A dataset of 2D imagery, 3D point cloud data, and 3D vehicle bounding box labels all generated using the Grand Theft Auto 5 game engine.

134 stars 15 forks source link

How do you obtain your View matrix in your world 3D co-ordinate to 2D screen projection? #3

Closed vsaben closed 4 years ago

vsaben commented 4 years ago

Your JSON annotation files show that you extract View (V) and Projection (P) matrices. I tried to generate these same matrices using the GTAVisionExport mod but these do not appear to be accurate. I was able to recollect your P, but how did you formulate V? Thank you in advance. Any help would be much appreciated.

oscarmcnulty commented 4 years ago

The view matrix V defines how world space is related to camera space (basically where the camera is positioned relative to the world). This will be different for every image (since camera is positioned differently in each image). It makes sense that you are able to recreate the P matrix since the camera field of view etc. is the same.

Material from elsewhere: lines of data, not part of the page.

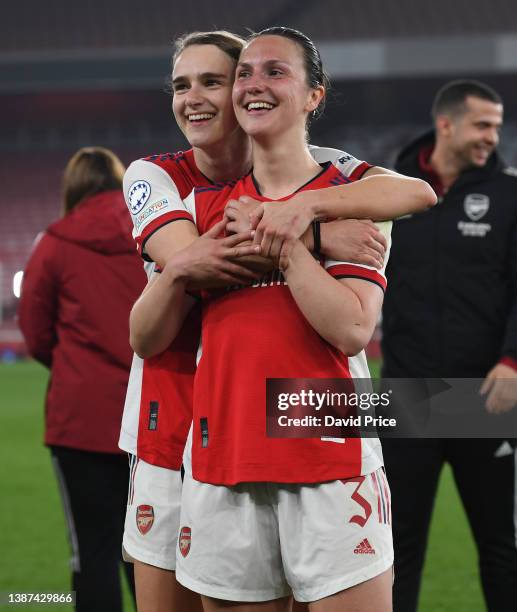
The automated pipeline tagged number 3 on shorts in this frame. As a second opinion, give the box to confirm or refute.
[341,476,372,527]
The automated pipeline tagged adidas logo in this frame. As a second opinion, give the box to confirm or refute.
[354,538,375,555]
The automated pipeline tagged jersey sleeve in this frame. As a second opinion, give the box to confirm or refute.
[324,221,392,291]
[124,159,194,256]
[309,146,373,181]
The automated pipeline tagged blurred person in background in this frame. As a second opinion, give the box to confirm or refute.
[382,81,517,612]
[19,147,146,612]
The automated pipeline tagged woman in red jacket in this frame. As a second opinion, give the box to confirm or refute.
[19,147,146,612]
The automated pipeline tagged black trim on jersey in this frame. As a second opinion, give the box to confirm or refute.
[141,217,196,262]
[147,400,160,431]
[251,162,332,197]
[199,417,208,448]
[331,274,386,293]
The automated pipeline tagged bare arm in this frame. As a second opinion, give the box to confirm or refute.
[278,241,383,356]
[129,221,259,358]
[225,196,387,272]
[251,167,437,257]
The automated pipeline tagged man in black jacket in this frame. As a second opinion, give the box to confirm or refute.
[382,81,517,612]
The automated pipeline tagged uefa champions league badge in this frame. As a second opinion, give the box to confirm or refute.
[128,180,151,215]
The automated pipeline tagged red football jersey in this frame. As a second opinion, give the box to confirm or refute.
[192,164,392,485]
[119,150,212,470]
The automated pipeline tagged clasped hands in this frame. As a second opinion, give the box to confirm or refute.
[225,192,387,270]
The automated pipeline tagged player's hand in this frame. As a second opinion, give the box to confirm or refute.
[164,219,261,289]
[320,219,388,268]
[479,363,517,414]
[224,196,260,234]
[250,194,314,260]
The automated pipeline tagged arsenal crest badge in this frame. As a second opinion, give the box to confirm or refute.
[463,193,490,221]
[178,527,192,557]
[136,504,154,535]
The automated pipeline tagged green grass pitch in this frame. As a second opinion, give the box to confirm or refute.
[0,362,485,612]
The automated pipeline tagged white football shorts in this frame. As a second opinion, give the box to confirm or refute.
[176,436,393,602]
[122,455,181,570]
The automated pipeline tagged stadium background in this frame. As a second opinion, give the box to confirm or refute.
[0,0,517,612]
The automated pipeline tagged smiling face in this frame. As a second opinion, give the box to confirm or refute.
[172,45,240,149]
[440,96,503,169]
[233,35,325,138]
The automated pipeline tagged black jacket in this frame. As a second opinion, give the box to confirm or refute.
[382,132,517,377]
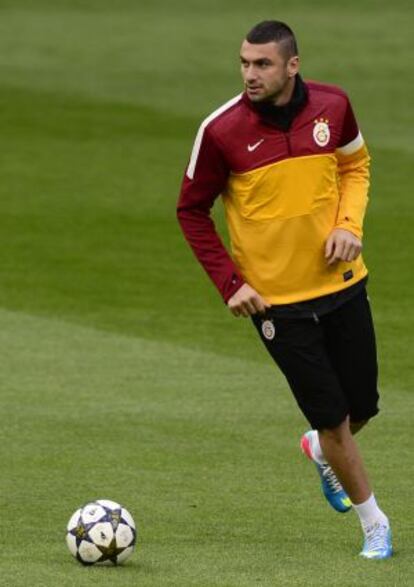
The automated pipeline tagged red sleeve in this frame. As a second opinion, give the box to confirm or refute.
[338,97,359,147]
[177,128,244,302]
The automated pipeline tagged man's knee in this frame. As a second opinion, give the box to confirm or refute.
[349,418,369,434]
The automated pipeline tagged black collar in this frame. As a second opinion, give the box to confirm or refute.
[247,74,308,132]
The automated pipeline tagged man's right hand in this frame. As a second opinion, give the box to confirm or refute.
[227,283,271,318]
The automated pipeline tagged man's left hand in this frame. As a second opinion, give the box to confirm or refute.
[325,228,362,265]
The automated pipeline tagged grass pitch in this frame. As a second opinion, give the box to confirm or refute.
[0,0,414,587]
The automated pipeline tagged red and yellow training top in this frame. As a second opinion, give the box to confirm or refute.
[178,82,369,305]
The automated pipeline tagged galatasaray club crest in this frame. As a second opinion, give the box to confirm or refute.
[313,118,331,147]
[262,320,276,340]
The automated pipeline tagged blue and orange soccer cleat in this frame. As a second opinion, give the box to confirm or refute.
[300,430,352,513]
[360,522,393,560]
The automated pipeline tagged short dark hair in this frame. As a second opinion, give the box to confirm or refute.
[246,20,299,59]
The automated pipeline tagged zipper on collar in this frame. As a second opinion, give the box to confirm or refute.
[283,131,292,156]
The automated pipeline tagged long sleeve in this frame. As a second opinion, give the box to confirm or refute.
[177,127,244,302]
[336,101,370,238]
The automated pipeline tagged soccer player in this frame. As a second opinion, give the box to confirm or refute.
[178,21,392,559]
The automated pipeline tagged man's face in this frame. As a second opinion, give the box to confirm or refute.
[240,40,299,104]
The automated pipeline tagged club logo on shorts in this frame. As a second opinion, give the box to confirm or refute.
[313,118,331,147]
[262,320,276,340]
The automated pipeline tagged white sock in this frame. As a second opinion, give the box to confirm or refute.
[309,430,327,465]
[352,493,389,530]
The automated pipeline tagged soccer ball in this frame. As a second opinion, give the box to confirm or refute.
[66,499,136,565]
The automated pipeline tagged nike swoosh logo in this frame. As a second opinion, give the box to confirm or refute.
[247,139,264,153]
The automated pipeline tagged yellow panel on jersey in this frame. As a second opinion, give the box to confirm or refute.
[223,153,367,304]
[336,144,370,238]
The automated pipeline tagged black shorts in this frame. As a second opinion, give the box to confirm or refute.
[253,289,378,430]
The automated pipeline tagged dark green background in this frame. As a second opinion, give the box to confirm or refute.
[0,0,414,587]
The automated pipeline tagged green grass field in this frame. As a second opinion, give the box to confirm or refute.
[0,0,414,587]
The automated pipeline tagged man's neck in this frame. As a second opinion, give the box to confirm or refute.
[273,76,296,106]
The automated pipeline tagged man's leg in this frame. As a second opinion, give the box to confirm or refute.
[318,418,392,559]
[319,418,372,504]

If you look at https://github.com/oscarmcnulty/gta-3d-dataset/blob/master/gta.py#L202 you can see how to

Move coordinates from model space to world space using the model position and rotation (Line 208)
Move coordinates from world space to camera space using the V matrix (Line 211)
Move coordinates from camera space to clip space using the P matrix (Line 211)

Basically np.dot(self.V, corner_world_) will be apply a translation and rotation so (0,0,0) is where the camera is located.

vsaben commented 4 years ago

Thank you for taking the time to respond to my query. I understand how you are moving between co-ordinate systems. I am unsure though if I am calculating V correctly. When you generated your data set, what order did you apply the (4 x 4) matrix rotations and translation to create V? I attempted the procedure below based on the camera's rotation ($\alpha$ = pitch, $\beta$ = roll, $\gamma$ = yaw) and position (x, y, z) but to no avail.

View matrix

oscarmcnulty commented 4 years ago

The matrices in this dataset are obtained by dumping the directx constant buffers rather than constructing from euler angles. There is an example of how this can be done specifically for GTA5 here.

The camera rotation and position in the json are from scripthook rather than from decomposing the V matrix.

I had a look at the code I used and there is a bug where camera position from scripthook is written to the cameraRot instead of the rotation (eg cameraRot = cameraPos which are both the camera position). I only used the V matrix in my experiments so I didn't catch this but you should be able to work out the correct euler angles by decomposing the V matrix if you really need them.

vsaben commented 4 years ago

I initially tried extracting V, P using GTAVisionExport's GetConstantBuffer() functionality (i.e. the link you provided). Given large inconsistencies in 3D to 2D co-ordinate projection, I attempted to recreate these matrices manually. If you were able to get meaningful output from this constant buffer, this may point to another error in my data extraction pipeline or inconsistencies in GTA Native functionality.

Thank you for your help. Well done on your thesis by the way.